The regulations aim to demarcate the business of a medical scheme from a health insurance policy and ensure that insurance products do not undermine critical cross-subsidisation within schemes.

The final demarcation regulations, which followed two earlier drafts and four years of consultation, were published for comment in October. National Treasury received comments from Day 1 Health, which provides primary healthcare and hospital cash plan policies, stating that the consultation process was flawed, and the regulations were illegal and irrational.

National Treasury said it did not agree with Day 1’s submission.
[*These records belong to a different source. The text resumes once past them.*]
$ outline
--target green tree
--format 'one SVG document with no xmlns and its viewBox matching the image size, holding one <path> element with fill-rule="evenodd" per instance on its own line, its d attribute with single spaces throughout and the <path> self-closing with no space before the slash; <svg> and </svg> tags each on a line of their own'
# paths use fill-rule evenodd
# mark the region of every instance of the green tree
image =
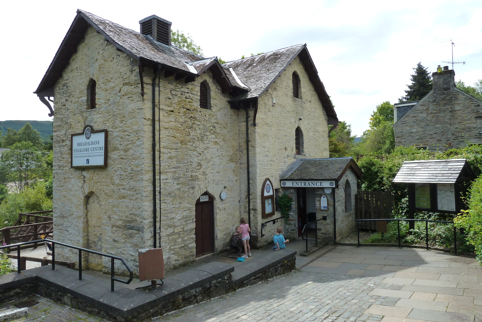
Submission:
<svg viewBox="0 0 482 322">
<path fill-rule="evenodd" d="M 413 69 L 415 73 L 410 76 L 412 84 L 407 85 L 408 90 L 404 91 L 405 96 L 399 99 L 399 102 L 421 99 L 432 90 L 432 76 L 428 69 L 422 66 L 422 62 L 417 64 Z"/>
<path fill-rule="evenodd" d="M 455 85 L 459 89 L 472 95 L 476 98 L 482 100 L 482 79 L 480 79 L 474 83 L 473 86 L 466 85 L 461 80 L 455 82 Z"/>
<path fill-rule="evenodd" d="M 372 114 L 370 128 L 363 132 L 354 152 L 358 154 L 385 154 L 395 147 L 393 105 L 385 101 Z"/>
<path fill-rule="evenodd" d="M 171 30 L 171 43 L 173 46 L 187 50 L 193 54 L 200 56 L 203 55 L 201 47 L 194 43 L 189 34 L 185 35 L 178 29 L 175 31 L 173 30 Z"/>
<path fill-rule="evenodd" d="M 1 162 L 9 171 L 10 180 L 14 182 L 17 191 L 21 191 L 45 172 L 44 158 L 42 153 L 27 141 L 11 146 L 3 153 Z"/>
<path fill-rule="evenodd" d="M 348 156 L 354 141 L 355 137 L 351 136 L 351 126 L 344 121 L 339 122 L 338 126 L 330 133 L 330 157 Z"/>
<path fill-rule="evenodd" d="M 28 123 L 26 123 L 18 132 L 12 128 L 7 128 L 7 135 L 3 138 L 2 146 L 8 148 L 17 142 L 27 141 L 32 142 L 34 146 L 39 149 L 43 147 L 44 143 L 40 138 L 40 133 Z"/>
</svg>

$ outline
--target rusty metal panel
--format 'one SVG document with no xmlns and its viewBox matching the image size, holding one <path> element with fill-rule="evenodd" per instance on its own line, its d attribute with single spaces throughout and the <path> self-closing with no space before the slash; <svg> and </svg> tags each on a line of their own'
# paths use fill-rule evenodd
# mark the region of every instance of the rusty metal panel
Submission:
<svg viewBox="0 0 482 322">
<path fill-rule="evenodd" d="M 139 280 L 152 280 L 164 278 L 162 248 L 139 250 Z"/>
</svg>

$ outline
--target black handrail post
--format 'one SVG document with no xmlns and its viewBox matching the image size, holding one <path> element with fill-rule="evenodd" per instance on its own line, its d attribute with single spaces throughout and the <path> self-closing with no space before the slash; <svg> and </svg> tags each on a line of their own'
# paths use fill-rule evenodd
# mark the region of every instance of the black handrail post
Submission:
<svg viewBox="0 0 482 322">
<path fill-rule="evenodd" d="M 427 250 L 428 250 L 428 222 L 425 221 L 425 243 L 427 244 Z"/>
<path fill-rule="evenodd" d="M 114 258 L 110 258 L 110 292 L 114 292 Z"/>
<path fill-rule="evenodd" d="M 17 273 L 20 273 L 20 246 L 17 246 Z"/>
<path fill-rule="evenodd" d="M 358 224 L 358 222 L 355 221 L 355 224 L 357 225 L 357 237 L 358 238 L 358 246 L 357 247 L 360 247 L 360 230 L 359 228 L 359 225 Z"/>
<path fill-rule="evenodd" d="M 79 280 L 82 280 L 82 251 L 79 250 Z"/>
<path fill-rule="evenodd" d="M 318 247 L 318 221 L 315 222 L 315 247 Z"/>
<path fill-rule="evenodd" d="M 397 224 L 398 225 L 398 248 L 402 248 L 400 246 L 400 220 L 397 220 Z"/>
<path fill-rule="evenodd" d="M 454 225 L 454 248 L 455 250 L 455 254 L 457 254 L 457 228 Z"/>
<path fill-rule="evenodd" d="M 55 269 L 55 243 L 52 242 L 52 270 Z"/>
</svg>

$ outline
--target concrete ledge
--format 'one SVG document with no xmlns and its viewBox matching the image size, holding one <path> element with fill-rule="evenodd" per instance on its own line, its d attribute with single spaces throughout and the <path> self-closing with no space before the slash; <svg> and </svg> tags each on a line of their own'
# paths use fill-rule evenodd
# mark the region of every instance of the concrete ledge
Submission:
<svg viewBox="0 0 482 322">
<path fill-rule="evenodd" d="M 212 262 L 166 278 L 162 286 L 132 290 L 63 266 L 43 266 L 0 277 L 0 301 L 37 294 L 111 321 L 131 322 L 226 294 L 295 269 L 296 252 L 287 249 L 232 265 Z"/>
</svg>

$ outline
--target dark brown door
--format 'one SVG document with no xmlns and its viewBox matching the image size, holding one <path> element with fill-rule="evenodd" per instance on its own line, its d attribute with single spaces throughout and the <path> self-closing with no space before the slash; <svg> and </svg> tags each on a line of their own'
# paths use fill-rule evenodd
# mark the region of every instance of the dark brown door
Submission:
<svg viewBox="0 0 482 322">
<path fill-rule="evenodd" d="M 196 201 L 196 257 L 214 251 L 213 198 L 207 194 Z"/>
<path fill-rule="evenodd" d="M 306 224 L 306 188 L 296 189 L 298 198 L 298 237 L 301 237 L 301 231 Z"/>
</svg>

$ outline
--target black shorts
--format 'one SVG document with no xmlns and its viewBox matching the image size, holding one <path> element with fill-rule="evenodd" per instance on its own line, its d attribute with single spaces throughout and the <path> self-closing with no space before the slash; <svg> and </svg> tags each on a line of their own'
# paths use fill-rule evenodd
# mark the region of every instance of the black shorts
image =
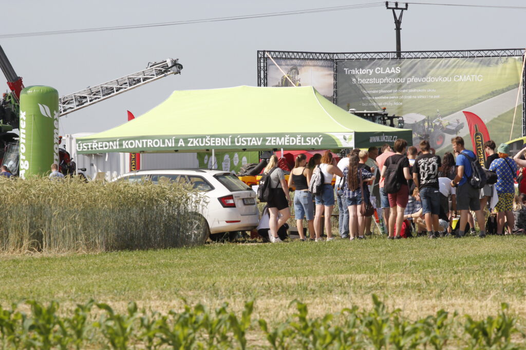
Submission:
<svg viewBox="0 0 526 350">
<path fill-rule="evenodd" d="M 480 190 L 473 187 L 467 181 L 457 187 L 457 210 L 480 210 Z"/>
<path fill-rule="evenodd" d="M 281 188 L 272 188 L 272 199 L 267 204 L 269 208 L 277 208 L 278 210 L 289 207 L 289 202 Z"/>
</svg>

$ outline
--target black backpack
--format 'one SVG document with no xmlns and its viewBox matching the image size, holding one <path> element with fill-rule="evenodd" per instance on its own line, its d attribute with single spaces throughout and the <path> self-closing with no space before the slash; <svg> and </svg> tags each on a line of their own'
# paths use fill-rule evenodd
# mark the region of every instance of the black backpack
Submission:
<svg viewBox="0 0 526 350">
<path fill-rule="evenodd" d="M 486 235 L 497 235 L 497 214 L 490 214 L 486 220 Z"/>
<path fill-rule="evenodd" d="M 488 178 L 486 177 L 486 172 L 479 163 L 479 160 L 477 158 L 472 158 L 463 152 L 461 154 L 469 160 L 469 164 L 471 165 L 471 176 L 468 176 L 468 182 L 475 188 L 480 189 L 483 188 L 486 185 Z"/>
<path fill-rule="evenodd" d="M 258 186 L 258 199 L 259 201 L 268 202 L 272 199 L 274 193 L 270 187 L 270 174 L 277 168 L 276 167 L 268 173 L 264 174 L 259 180 L 259 186 Z"/>
<path fill-rule="evenodd" d="M 386 193 L 396 193 L 402 187 L 398 179 L 398 169 L 405 158 L 405 156 L 400 157 L 398 162 L 391 163 L 387 167 L 385 179 L 383 180 L 383 191 Z"/>
</svg>

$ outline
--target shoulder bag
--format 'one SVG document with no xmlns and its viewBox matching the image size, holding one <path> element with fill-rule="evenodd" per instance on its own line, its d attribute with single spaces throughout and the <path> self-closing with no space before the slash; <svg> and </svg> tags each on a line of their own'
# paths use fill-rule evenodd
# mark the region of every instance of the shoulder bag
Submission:
<svg viewBox="0 0 526 350">
<path fill-rule="evenodd" d="M 375 214 L 375 208 L 371 204 L 371 201 L 368 198 L 367 200 L 365 200 L 365 196 L 363 195 L 363 181 L 361 177 L 361 169 L 359 169 L 360 173 L 360 189 L 361 192 L 362 196 L 362 204 L 360 206 L 360 214 L 362 215 L 362 216 L 366 217 L 369 217 L 370 216 L 372 216 L 372 215 Z"/>
</svg>

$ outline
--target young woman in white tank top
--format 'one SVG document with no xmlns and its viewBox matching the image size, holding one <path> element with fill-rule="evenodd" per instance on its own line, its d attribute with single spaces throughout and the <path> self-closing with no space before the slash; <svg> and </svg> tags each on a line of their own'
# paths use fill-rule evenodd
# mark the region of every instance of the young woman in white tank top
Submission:
<svg viewBox="0 0 526 350">
<path fill-rule="evenodd" d="M 321 194 L 316 196 L 316 212 L 314 215 L 314 230 L 316 233 L 316 241 L 321 240 L 321 216 L 325 216 L 325 231 L 327 240 L 334 239 L 330 216 L 334 208 L 334 189 L 331 184 L 334 175 L 343 177 L 343 173 L 335 164 L 332 154 L 327 151 L 321 157 L 320 170 L 323 174 L 323 185 Z"/>
</svg>

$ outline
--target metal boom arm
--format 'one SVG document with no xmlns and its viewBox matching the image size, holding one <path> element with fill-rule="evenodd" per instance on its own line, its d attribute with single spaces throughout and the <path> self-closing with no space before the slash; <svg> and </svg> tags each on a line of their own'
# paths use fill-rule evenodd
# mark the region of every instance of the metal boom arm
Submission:
<svg viewBox="0 0 526 350">
<path fill-rule="evenodd" d="M 183 66 L 178 61 L 178 59 L 169 58 L 165 61 L 150 63 L 144 70 L 63 96 L 58 100 L 60 116 L 65 115 L 170 74 L 180 74 Z"/>
</svg>

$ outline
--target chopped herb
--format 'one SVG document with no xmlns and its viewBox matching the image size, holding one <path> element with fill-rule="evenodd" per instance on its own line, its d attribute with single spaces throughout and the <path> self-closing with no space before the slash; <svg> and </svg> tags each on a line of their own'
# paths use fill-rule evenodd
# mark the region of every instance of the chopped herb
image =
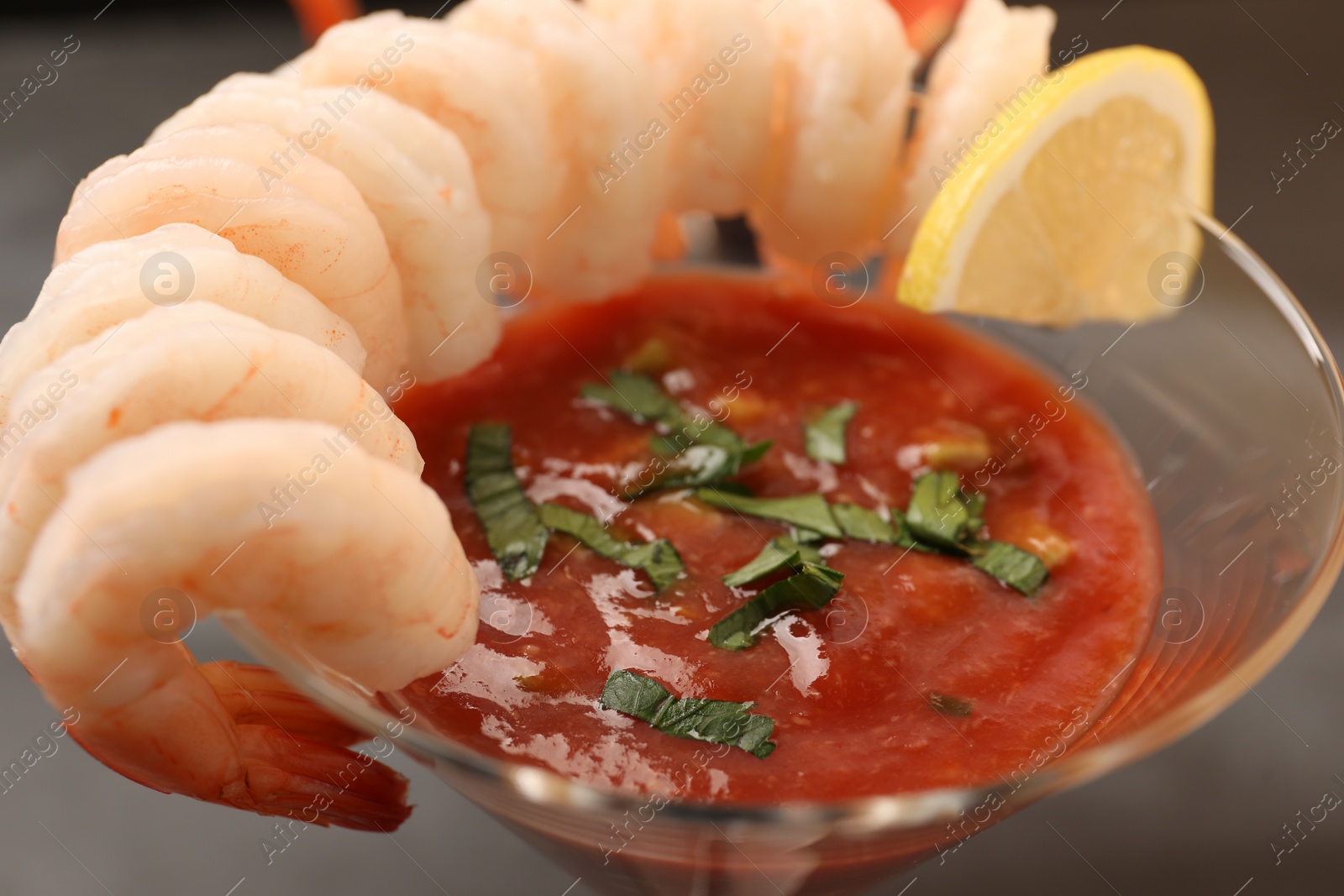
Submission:
<svg viewBox="0 0 1344 896">
<path fill-rule="evenodd" d="M 798 529 L 810 529 L 831 539 L 844 537 L 831 505 L 820 494 L 797 494 L 788 498 L 750 498 L 738 494 L 724 494 L 715 489 L 699 489 L 695 497 L 716 508 L 737 510 L 745 516 L 758 516 L 763 520 L 780 520 Z M 798 539 L 800 541 L 802 539 Z"/>
<path fill-rule="evenodd" d="M 661 435 L 655 435 L 661 439 Z M 655 461 L 661 469 L 655 472 L 653 481 L 638 489 L 628 489 L 630 497 L 640 497 L 657 489 L 694 489 L 700 485 L 722 482 L 724 477 L 738 472 L 742 459 L 738 454 L 718 445 L 692 445 L 667 461 Z"/>
<path fill-rule="evenodd" d="M 798 544 L 788 536 L 780 536 L 777 539 L 770 539 L 770 543 L 761 549 L 761 553 L 758 553 L 754 560 L 747 563 L 741 570 L 723 576 L 723 584 L 741 588 L 747 583 L 763 579 L 771 572 L 777 572 L 785 567 L 792 567 L 797 571 L 804 562 L 813 563 L 816 566 L 825 566 L 821 552 L 814 547 L 809 544 Z"/>
<path fill-rule="evenodd" d="M 629 669 L 616 669 L 602 688 L 602 708 L 646 721 L 665 735 L 728 744 L 757 759 L 774 752 L 770 742 L 774 720 L 753 715 L 754 703 L 730 703 L 704 697 L 676 699 L 653 678 Z"/>
<path fill-rule="evenodd" d="M 961 697 L 949 697 L 945 693 L 930 693 L 926 700 L 929 705 L 945 716 L 961 716 L 965 719 L 974 711 L 974 704 Z"/>
<path fill-rule="evenodd" d="M 513 437 L 508 426 L 473 426 L 466 439 L 466 497 L 485 529 L 491 553 L 511 580 L 536 572 L 551 533 L 527 500 L 513 473 Z"/>
<path fill-rule="evenodd" d="M 984 525 L 980 519 L 984 509 L 985 497 L 962 492 L 956 473 L 925 473 L 915 480 L 906 525 L 915 540 L 965 555 L 968 543 Z"/>
<path fill-rule="evenodd" d="M 607 380 L 609 384 L 585 384 L 583 398 L 621 411 L 637 423 L 655 423 L 665 430 L 655 435 L 650 445 L 655 454 L 671 461 L 652 484 L 640 488 L 633 497 L 655 489 L 694 488 L 722 481 L 745 463 L 761 459 L 770 449 L 770 442 L 747 447 L 737 433 L 703 415 L 687 416 L 677 400 L 648 376 L 612 371 Z"/>
<path fill-rule="evenodd" d="M 844 431 L 859 410 L 857 402 L 841 402 L 827 408 L 804 429 L 804 439 L 808 446 L 808 457 L 813 461 L 831 461 L 844 463 L 845 445 Z"/>
<path fill-rule="evenodd" d="M 785 567 L 797 568 L 800 563 L 802 563 L 802 556 L 797 551 L 786 551 L 782 545 L 777 544 L 777 539 L 771 539 L 754 560 L 741 570 L 723 576 L 723 584 L 741 588 Z"/>
<path fill-rule="evenodd" d="M 642 373 L 612 371 L 606 384 L 585 383 L 579 394 L 633 416 L 636 423 L 663 423 L 675 429 L 681 419 L 676 399 Z"/>
<path fill-rule="evenodd" d="M 832 504 L 831 514 L 847 537 L 875 544 L 896 543 L 895 527 L 883 520 L 876 510 L 857 504 Z"/>
<path fill-rule="evenodd" d="M 1036 592 L 1050 572 L 1035 553 L 1007 541 L 980 541 L 970 548 L 972 563 L 1025 595 Z"/>
<path fill-rule="evenodd" d="M 648 541 L 644 544 L 629 544 L 612 537 L 606 527 L 587 513 L 571 510 L 559 504 L 543 504 L 538 508 L 542 523 L 556 532 L 571 535 L 594 553 L 616 560 L 621 566 L 632 570 L 642 570 L 653 582 L 657 591 L 676 582 L 685 568 L 681 566 L 681 555 L 676 552 L 667 539 Z"/>
<path fill-rule="evenodd" d="M 677 400 L 648 376 L 629 371 L 612 371 L 607 375 L 607 382 L 610 386 L 587 383 L 581 394 L 586 399 L 602 402 L 622 414 L 628 414 L 637 423 L 657 423 L 667 429 L 672 435 L 663 439 L 659 449 L 661 454 L 679 454 L 696 442 L 718 445 L 735 451 L 739 458 L 746 450 L 738 434 L 728 427 L 714 420 L 698 423 L 688 418 Z M 684 445 L 679 442 L 683 437 Z"/>
<path fill-rule="evenodd" d="M 710 643 L 723 650 L 746 650 L 757 642 L 762 623 L 785 610 L 820 610 L 836 596 L 843 572 L 816 563 L 802 563 L 797 575 L 775 582 L 710 629 Z"/>
<path fill-rule="evenodd" d="M 757 442 L 751 445 L 742 453 L 742 466 L 747 463 L 755 463 L 765 457 L 766 451 L 774 447 L 774 439 L 765 439 L 763 442 Z"/>
<path fill-rule="evenodd" d="M 796 525 L 789 527 L 789 537 L 798 544 L 821 544 L 827 540 L 827 536 L 820 532 L 813 532 L 812 529 L 800 529 Z"/>
</svg>

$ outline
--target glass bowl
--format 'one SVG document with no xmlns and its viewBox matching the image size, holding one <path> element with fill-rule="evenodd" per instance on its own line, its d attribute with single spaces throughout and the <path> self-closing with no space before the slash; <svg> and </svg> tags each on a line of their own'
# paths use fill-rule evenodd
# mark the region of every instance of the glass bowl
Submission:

The regulations take effect on April 1, and the amended definition of a medical scheme, which effectively bans healthcare policies other than the exceptions provided for in the regulations, will also become effective on that date.

New health insurance policies issued from April 1 will have to comply with the regulations, while existing policies will have to comply from January next year.

The regulations limit insurers to offering hospital cash plans with benefits of up to R3 000 a day or a lump sum of R20 000 a year and gap-cover policies with annual benefits up to R150 000.

Gap-cover policies cover the shortfall between what a scheme pays and what a doctor charges for a procedure.